0

I am using GCP/Dataproc for some spark/graphframe calculations.

In my private spark/hadoop standalone cluster, I have no issue using functools.partial when defining pysparkUDF.

But, now with GCP/Dataproc, I have an issue as below.

Here are some basic settings to check whether partial works well or not.

import pyspark.sql.functions as F
import pyspark.sql.types as T
from functools import partial

def power(base, exponent):
    return base ** exponent

In the main function, functools.partial works well in ordinary cases as we expect:

# see whether partial works as it is
square = partial(power, exponent=2)
print "*** Partial test = ", square(2)

But, if I put this partial(power, exponent=2) function to PySparkUDF as below,

testSquareUDF = F.udf(partial(power, exponent=2),T.FloatType())    
testdf = inputdf.withColumn('pxsquare',testSquareUDF('px'))

I have this error message:

Traceback (most recent call last):
  File "/tmp/bf297080f57a457dba4d3b347ed53ef0/gcloudtest-partial-error.py", line 120, in <module>
    testSquareUDF = F.udf(square,T.FloatType())
  File "/usr/lib/spark/python/lib/pyspark.zip/pyspark/sql/functions.py", line 1971, in udf
  File "/usr/lib/spark/python/lib/pyspark.zip/pyspark/sql/functions.py", line 1955, in _udf
  File "/opt/conda/lib/python2.7/functools.py", line 33, in update_wrapper
    setattr(wrapper, attr, getattr(wrapped, attr))

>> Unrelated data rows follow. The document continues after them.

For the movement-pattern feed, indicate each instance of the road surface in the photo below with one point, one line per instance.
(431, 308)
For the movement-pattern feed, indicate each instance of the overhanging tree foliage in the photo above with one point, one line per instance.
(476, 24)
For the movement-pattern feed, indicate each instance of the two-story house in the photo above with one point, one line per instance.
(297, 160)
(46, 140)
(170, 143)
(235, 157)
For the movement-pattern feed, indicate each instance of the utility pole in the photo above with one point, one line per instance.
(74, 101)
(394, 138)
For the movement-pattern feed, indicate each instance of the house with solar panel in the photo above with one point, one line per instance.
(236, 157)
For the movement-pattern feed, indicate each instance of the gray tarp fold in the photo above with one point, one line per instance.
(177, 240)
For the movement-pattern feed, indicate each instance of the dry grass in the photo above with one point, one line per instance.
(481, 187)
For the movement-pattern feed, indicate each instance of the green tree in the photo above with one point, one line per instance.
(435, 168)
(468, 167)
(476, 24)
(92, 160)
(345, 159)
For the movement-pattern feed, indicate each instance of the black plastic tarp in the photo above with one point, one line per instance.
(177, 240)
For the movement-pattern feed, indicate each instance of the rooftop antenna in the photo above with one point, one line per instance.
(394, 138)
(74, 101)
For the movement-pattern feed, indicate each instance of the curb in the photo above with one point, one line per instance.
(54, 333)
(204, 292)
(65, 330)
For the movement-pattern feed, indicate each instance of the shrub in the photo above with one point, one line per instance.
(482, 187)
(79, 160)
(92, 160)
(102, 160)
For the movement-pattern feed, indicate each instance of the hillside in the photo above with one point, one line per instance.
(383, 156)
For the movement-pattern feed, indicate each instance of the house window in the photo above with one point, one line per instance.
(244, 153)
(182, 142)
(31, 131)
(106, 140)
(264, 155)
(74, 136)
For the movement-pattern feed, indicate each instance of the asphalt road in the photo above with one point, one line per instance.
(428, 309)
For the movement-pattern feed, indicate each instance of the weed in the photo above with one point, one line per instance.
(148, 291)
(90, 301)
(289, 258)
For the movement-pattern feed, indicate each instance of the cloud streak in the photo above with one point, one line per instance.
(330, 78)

AttributeError: 'functools.partial' object has no attribute '__module__'

ERROR: (gcloud.dataproc.jobs.submit.pyspark) Job [bf297080f57a457dba4d3b347ed53ef0] entered state [ERROR] while waiting for [DONE].

=========

I had no this kind of issue with my standalone cluster. My spark cluster version is 2.1.1. The GCP dataproc's is 2.2.x

Anyone can recognize what prevents me from passing the partial function to the UDF?

Igor Dvorzhak
  • 4,360
  • 3
  • 17
  • 31
  • I have found that **spark 2.2** has some issue on passing `functools.partial` to UDF. This was fixed with the release of **spark 2.3**. So, avoiding 2.2 if you use `partial` a lot. – Sungryong Hong Aug 02 '18 at 23:35
  • FYI Dataproc supports Spark 2.3 as well: https://cloud.google.com/dataproc/docs/concepts/versioning/dataproc-versions. Just pass `--image-version=1.3` when creating your cluster. – Karthik Palaniappan Aug 03 '18 at 07:24

1 Answers1

1

As discussed in the comments, the issue was with spark 2.2. And, since spark 2.3 is also supported by Dataproc, just using --image-version=1.3 when creating the cluster fixes it.

rilla
  • 782
  • 6
  • 18